I guess you worry also about all that data of yours stored in proprietary formats in databases across the world..
Yes and no. A friend of mine who works in autocad told me about one upgrade where yes, you could open old files, but how on some file, the new version made tiny little changes. For example, a thin dotted line might be a very thin but solid line. Maybe doesn't sound like much, but if you use autocad to design aircraft engines or nuclear reactors...
The other thing too - and I mean absolutely no disrespect to anyone here - but for "old farts" like myself who have been into computers since the days of 300 baud modems where you plugged the black handset into a foam lined base, I've heard these things said over and over and over, and I now tend to believe them just as much as I believe a promise from a politician (any political party
).
Don't get me wrong, I use digital and digital techniques every day of my life, but from an archivist point of view, not just our electronic media, but issues with our hard copy media, many of us wonder just how much of our history will survive say even a hundred years from now.
Back to prints, I love visiting both public and private galleries, photography, sculpture, art of any form.
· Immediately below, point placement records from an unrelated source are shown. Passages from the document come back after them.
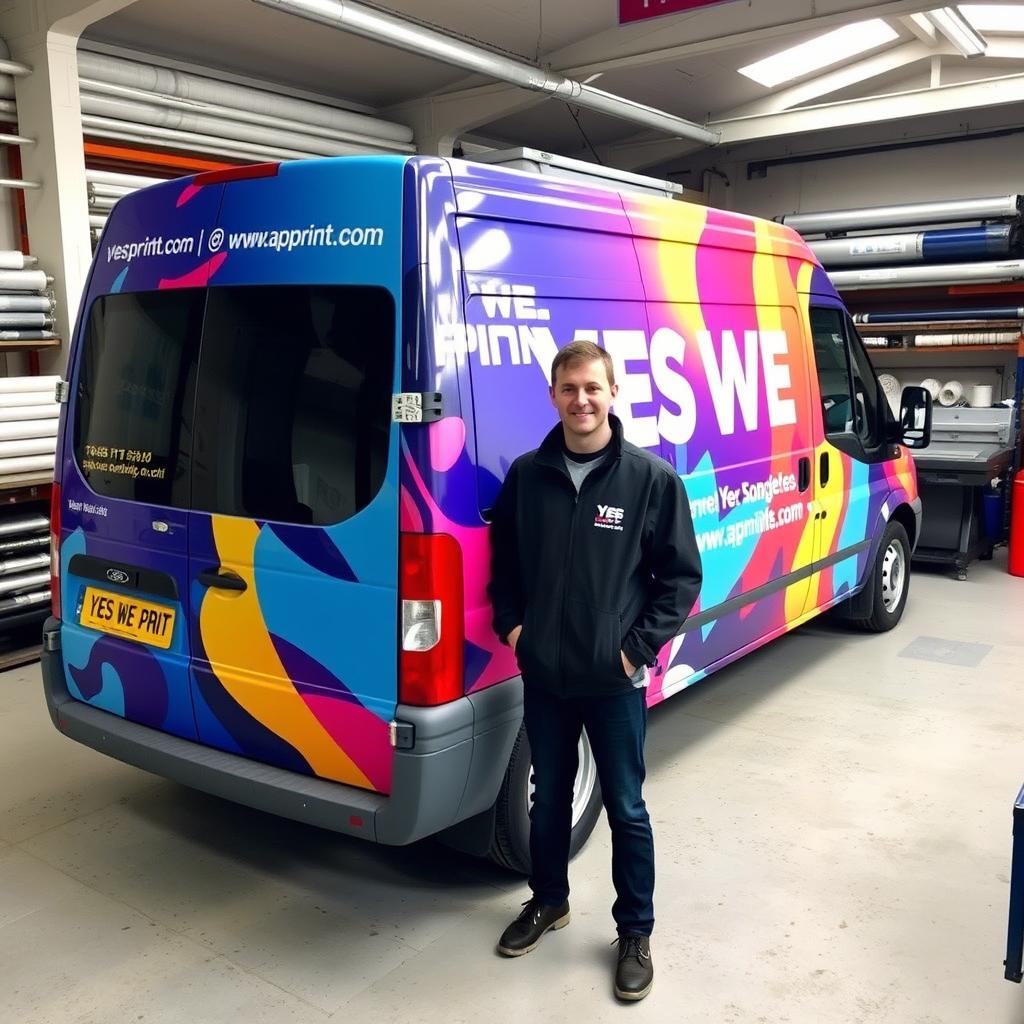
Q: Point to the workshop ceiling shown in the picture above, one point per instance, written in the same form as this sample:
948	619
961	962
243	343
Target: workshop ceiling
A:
686	65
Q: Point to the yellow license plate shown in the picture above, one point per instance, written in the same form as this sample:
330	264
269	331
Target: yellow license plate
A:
128	616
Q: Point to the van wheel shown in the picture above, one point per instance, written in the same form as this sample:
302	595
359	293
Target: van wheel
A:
510	844
891	580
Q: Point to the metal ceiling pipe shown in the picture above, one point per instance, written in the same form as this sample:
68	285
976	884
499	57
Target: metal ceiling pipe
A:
942	315
116	178
229	131
233	116
187	86
949	273
988	242
910	214
382	28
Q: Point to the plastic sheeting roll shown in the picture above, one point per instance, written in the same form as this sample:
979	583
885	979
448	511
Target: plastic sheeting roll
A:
30	428
26	320
13	260
26	464
17	414
28	445
950	393
981	395
31	303
27	335
29	581
24	281
9	385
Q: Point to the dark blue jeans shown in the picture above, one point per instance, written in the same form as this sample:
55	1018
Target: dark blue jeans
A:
615	727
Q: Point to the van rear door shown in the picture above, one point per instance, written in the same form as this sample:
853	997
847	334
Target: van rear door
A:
125	469
294	537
I do find, as an overall trend, but not always, that the phrases used to describe photographic prints is becoming more grandiose and obtuse. Not just digital either - last "traditional" B&W print that came from a wet darkroom I saw in a gallery had some long rambling phrase I forget now about "silver rich" - blah, blah, blah. Nobody is innocent here.
Last thought - whether you can make a platinum print by hand or on a printer is missing the point. One thing about ALL art forms - not just photography - be it wood carving, oil painting, photography, whatever, the process of how you make your print or your art affect the final outcome just as much as the media you use. For example, I remember a wood carver telling me how he used to do soapstone, but he liked wood better because of the smell of the wood he was carving and he thought it affect how he "saw" his final product before he finished. By the same token, I dislike the smell of fixer, but the very smell of that chemistry, and the dark silence of my wet darkroom puts me in a very different mindset than when I am sitting in front of my monitor editing a photograph in photoshop. One is not better or worse than another, but you must pay attention to how your media and surroundings affect your mood and the final image in your mind's eye. IMO, that is the most important difference, and for each person, you will have to try and experiment until you find the medium that "clicks" for you. Even then, you may find that keeping a hand in other mediums helps keep your edge alive.